Now I'm not sure what to replace them with (maybe some kind of automatic verification system based on a USB style device or something like what they do for extremely high level in security in some real world government agencies), but the whole concept of a password is kind of broken in this day and age and I'm not sure it's a good idea.

For example, as much as people blame 'idiots' for reusing the same password, I'm not sure I can really blame them. Think of it. You seemingly need to either remember about ten or twenty different long, complicated passwords for each site, or write it down to have a hope in hell of not using the same weak password for every site. It really does seem like it's a huge hassle for a lot of people this whole security crap. And don't recommend password managers, you shouldn't need to use a third party tool for things this basic, right?

I'm honestly wondering whether we should just a find better security system/solution in general than passwords and what it might be.

 

[Brandon]

I don't see how passwords could be removed from the web, I do see lots of 2 step verification setups going around. Google has that option on all their apps, it'll send you a text when you go to login. You have to have your phone or a sms phone that you can accept text though.

 

[Dan Hutter]

I had the two step authenication setup on Facebook over the winter. We had a bad storms that knocked out the cells in my area. No Facebook I wasn't a happy camper, lol. I turned that crap off.

 

[Cerberus]

I saw someone mention the idea of using HWID instead of passwords. Which is not a bad idea. I think it would work fairly well. It would take some doing to spoof it. Not saying its not possible, but it could be a decent alternative.

 

[Brandon]

I saw someone mention the idea of using HWID instead of passwords. Which is not a bad idea. I think it would work fairly well. It would take some doing to spoof it. Not saying its not possible, but it could be a decent alternative.

Hardware ID's?

 

[cpvr]

I had the two step authenication setup on Facebook over the winter. We had a bad storms that knocked out the cells in my area. No Facebook I wasn't a happy camper, lol. I turned that crap off.

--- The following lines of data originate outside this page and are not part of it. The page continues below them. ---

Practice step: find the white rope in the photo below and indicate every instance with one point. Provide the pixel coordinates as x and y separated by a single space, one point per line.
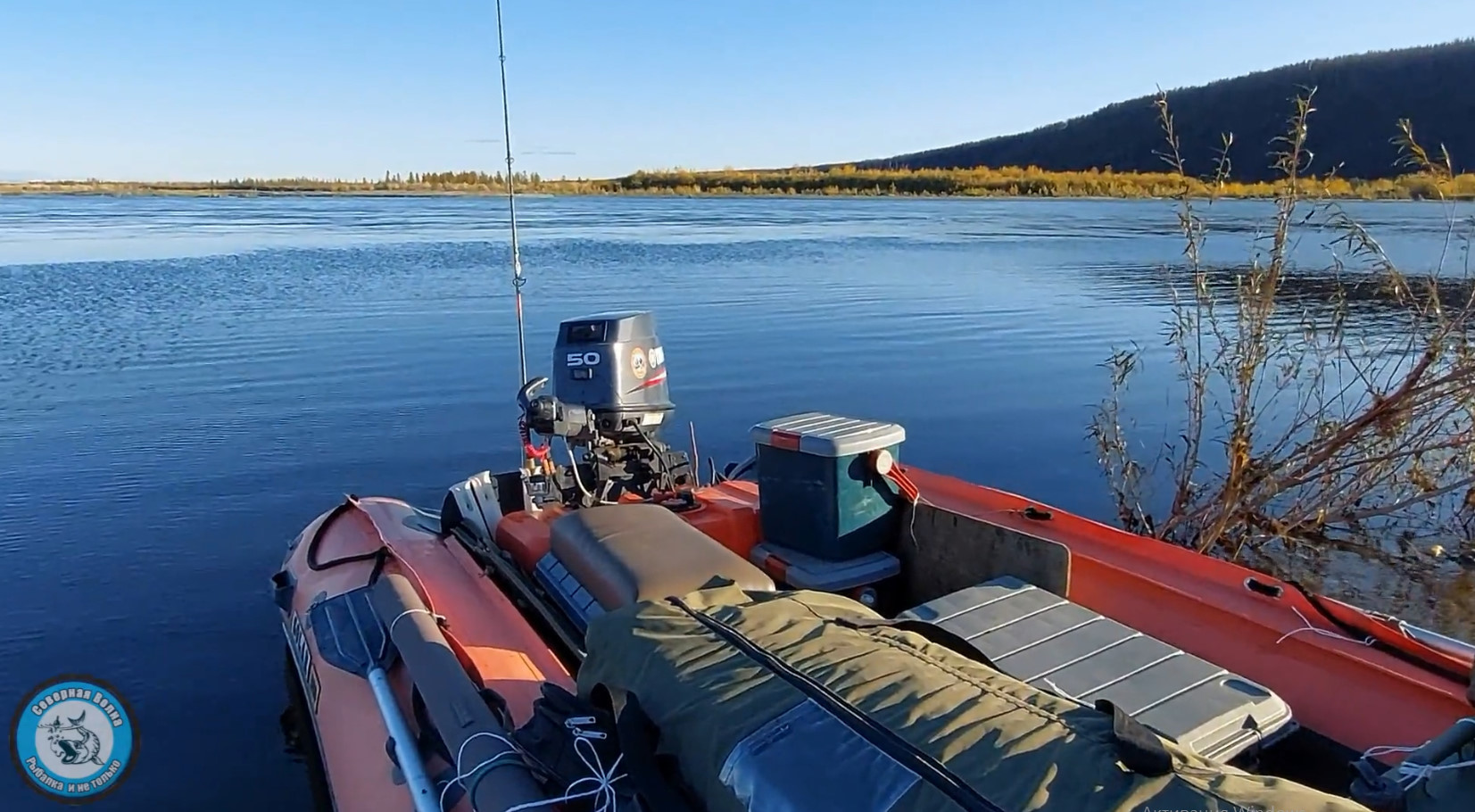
1307 626
512 750
1411 774
603 780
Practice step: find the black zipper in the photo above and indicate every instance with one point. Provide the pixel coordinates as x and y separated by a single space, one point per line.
883 739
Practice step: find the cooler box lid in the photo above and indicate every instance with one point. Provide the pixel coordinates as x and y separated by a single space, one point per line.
826 435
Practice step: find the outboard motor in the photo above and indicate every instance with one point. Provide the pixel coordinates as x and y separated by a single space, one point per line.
609 400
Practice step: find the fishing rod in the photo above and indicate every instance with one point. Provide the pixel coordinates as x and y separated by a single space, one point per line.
512 207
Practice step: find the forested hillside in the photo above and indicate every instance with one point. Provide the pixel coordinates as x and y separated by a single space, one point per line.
1359 101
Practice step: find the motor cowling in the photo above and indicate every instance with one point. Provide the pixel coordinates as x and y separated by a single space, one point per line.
612 366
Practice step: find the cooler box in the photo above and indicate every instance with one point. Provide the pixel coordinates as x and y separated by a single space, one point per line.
817 490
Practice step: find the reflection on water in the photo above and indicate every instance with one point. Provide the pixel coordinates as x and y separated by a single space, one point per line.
186 382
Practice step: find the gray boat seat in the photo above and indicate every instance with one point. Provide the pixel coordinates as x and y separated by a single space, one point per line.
1070 650
629 553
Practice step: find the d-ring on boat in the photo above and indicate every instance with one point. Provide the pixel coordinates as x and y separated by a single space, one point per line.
824 626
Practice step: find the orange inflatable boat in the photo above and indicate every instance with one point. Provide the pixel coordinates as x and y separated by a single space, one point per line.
422 642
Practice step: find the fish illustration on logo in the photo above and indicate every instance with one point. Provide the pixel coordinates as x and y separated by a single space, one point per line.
72 739
72 743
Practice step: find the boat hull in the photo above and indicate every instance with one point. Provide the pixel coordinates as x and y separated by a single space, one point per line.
492 638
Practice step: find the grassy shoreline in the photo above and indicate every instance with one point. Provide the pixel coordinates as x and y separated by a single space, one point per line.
1009 181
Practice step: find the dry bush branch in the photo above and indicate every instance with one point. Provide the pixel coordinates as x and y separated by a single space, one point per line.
1332 427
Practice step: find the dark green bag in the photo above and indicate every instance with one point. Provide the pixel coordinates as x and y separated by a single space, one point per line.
803 700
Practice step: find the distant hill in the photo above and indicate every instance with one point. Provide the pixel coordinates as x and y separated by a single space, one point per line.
1359 101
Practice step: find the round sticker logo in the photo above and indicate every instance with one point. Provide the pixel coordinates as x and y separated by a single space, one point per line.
72 739
637 363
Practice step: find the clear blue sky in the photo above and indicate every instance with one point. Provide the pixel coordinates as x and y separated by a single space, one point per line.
212 88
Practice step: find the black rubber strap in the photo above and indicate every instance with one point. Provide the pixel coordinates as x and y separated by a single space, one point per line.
637 739
1139 749
1362 634
318 536
931 631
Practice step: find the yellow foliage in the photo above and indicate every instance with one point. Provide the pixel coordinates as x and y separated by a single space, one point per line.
982 181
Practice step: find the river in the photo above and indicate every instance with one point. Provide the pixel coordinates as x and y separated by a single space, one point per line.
186 382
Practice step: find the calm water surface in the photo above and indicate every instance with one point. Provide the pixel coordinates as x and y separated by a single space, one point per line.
186 382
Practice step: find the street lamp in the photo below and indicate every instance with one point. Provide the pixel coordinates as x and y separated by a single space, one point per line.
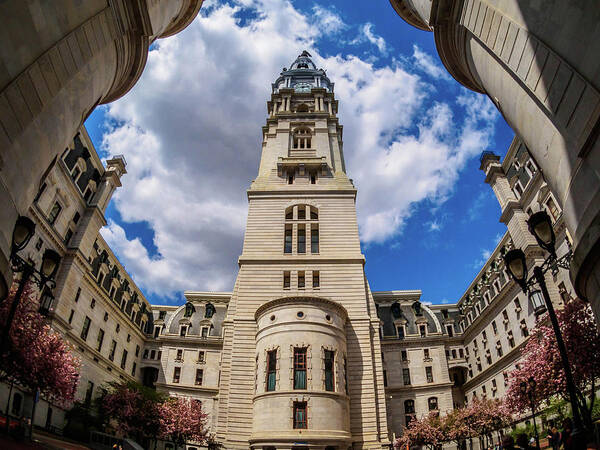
22 233
540 226
528 389
537 301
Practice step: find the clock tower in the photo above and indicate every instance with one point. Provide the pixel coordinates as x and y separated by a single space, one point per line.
301 364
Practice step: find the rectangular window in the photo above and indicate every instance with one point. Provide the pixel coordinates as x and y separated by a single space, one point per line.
406 376
271 370
199 375
123 359
314 239
86 328
287 245
299 367
100 339
329 372
301 212
400 331
113 349
68 236
54 212
89 392
524 330
316 280
301 239
300 421
346 387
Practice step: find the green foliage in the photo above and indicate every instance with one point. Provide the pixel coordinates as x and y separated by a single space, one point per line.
528 430
81 419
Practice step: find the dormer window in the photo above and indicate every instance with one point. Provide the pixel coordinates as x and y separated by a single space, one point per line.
189 309
210 310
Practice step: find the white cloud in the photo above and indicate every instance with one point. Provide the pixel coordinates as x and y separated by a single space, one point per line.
191 133
434 225
327 20
426 63
367 35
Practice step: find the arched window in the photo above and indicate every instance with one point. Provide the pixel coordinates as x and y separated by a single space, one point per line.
210 310
432 402
301 225
302 138
396 311
17 402
189 309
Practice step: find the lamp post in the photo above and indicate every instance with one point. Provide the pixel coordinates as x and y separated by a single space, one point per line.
22 233
528 389
540 226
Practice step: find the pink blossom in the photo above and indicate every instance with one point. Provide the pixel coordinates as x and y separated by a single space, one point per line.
37 357
182 419
542 361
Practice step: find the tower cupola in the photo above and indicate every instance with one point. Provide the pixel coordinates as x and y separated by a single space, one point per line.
302 76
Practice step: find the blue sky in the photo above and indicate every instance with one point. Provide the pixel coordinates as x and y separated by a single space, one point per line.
191 128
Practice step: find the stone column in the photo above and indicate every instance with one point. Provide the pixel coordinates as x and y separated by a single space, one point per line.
57 65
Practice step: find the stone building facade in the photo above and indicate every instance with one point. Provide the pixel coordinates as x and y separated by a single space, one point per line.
538 62
59 60
301 354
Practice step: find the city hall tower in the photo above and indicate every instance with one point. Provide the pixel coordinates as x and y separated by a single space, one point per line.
301 364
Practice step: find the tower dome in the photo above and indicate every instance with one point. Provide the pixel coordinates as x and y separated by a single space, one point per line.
303 76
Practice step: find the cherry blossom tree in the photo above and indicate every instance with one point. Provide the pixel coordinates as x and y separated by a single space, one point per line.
541 359
484 416
132 409
455 426
426 431
182 420
480 418
36 357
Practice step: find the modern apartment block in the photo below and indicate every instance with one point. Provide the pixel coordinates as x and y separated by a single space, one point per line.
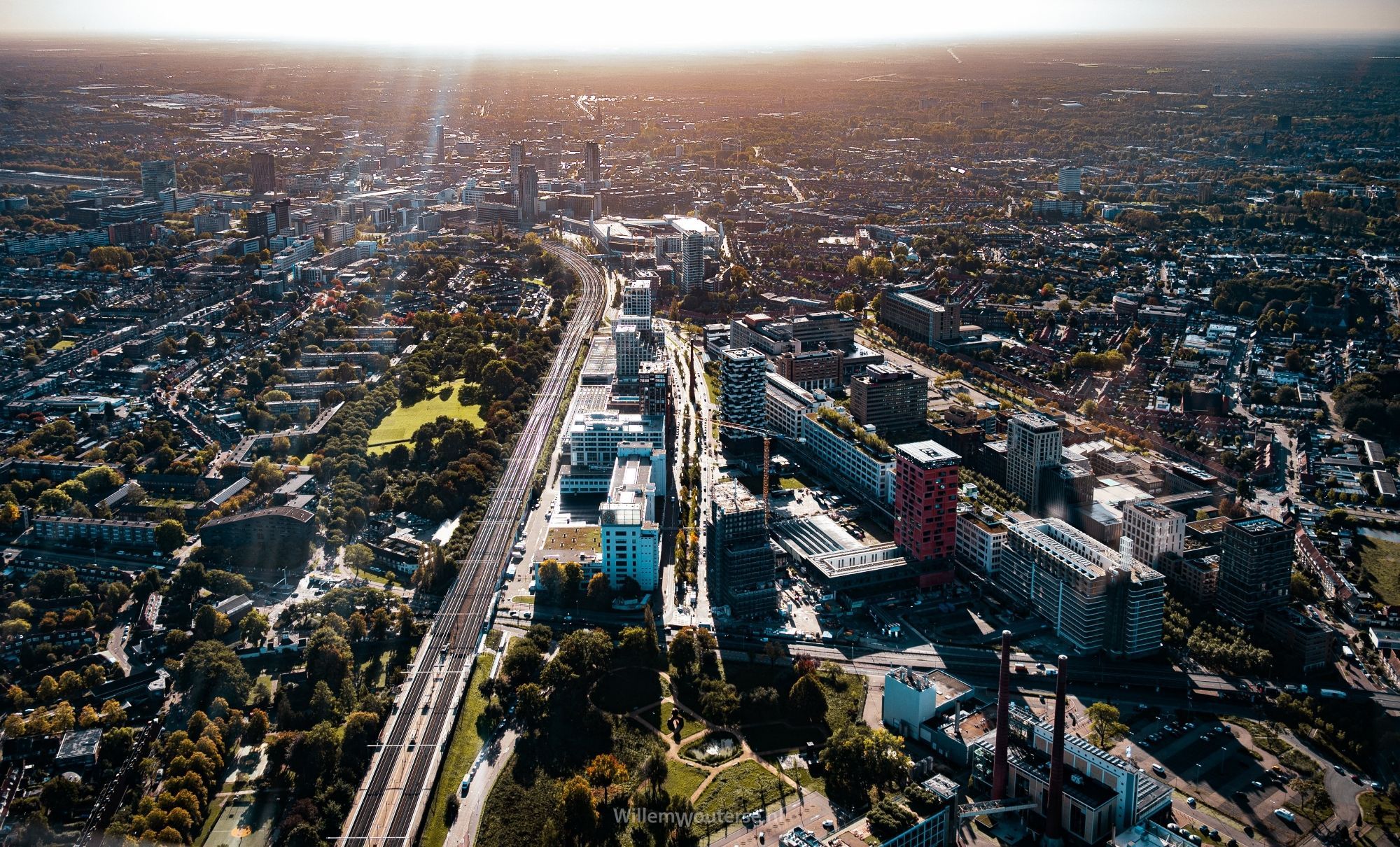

That and I have two step on my Google account. I love it.

 

[Brandon]

That and I have two step on my Google account. I love it.

I liked it for a while but it can get annoying if you have to log into new apps from your phone.

 

[thenextGeek]

The one with the usb is pretty sweet. Although what would happen if you lose your usb? Its not like you can automatically get a replacement right?

 

[thenextGeek]

Double post sorry. Anyways, I'll just provide another reply so that the space will be worth it.

I'm not familiar with HDIDS. Would someone care to explain it to me? I'm really sorry for being a noob regarding that. I also agree that using the same old passwords again and again for every website somehow poses a risk to the safety if your account but what can we do about it? Its really hard to memorize different passwords for different kinds of sites.

 

[Jessi]

I really don't know what they could be replaced by that would be any more secure. I don't mind having to remember passwords if it helps keep other people out of my accounts. The USB idea is neat, but I would be so afraid of losing it, too.

 

[cpvr]

I liked it for a while but it can get annoying if you have to log into new apps from your phone.

Ya, it is annoying. A few times in the past "Your password is wrong", its right, I know it is. So, I just reset it again. I'm also glad how Namecheap has security features that sends you an email if an IP has logged into your account. Same with yours, it'll send you one regardless.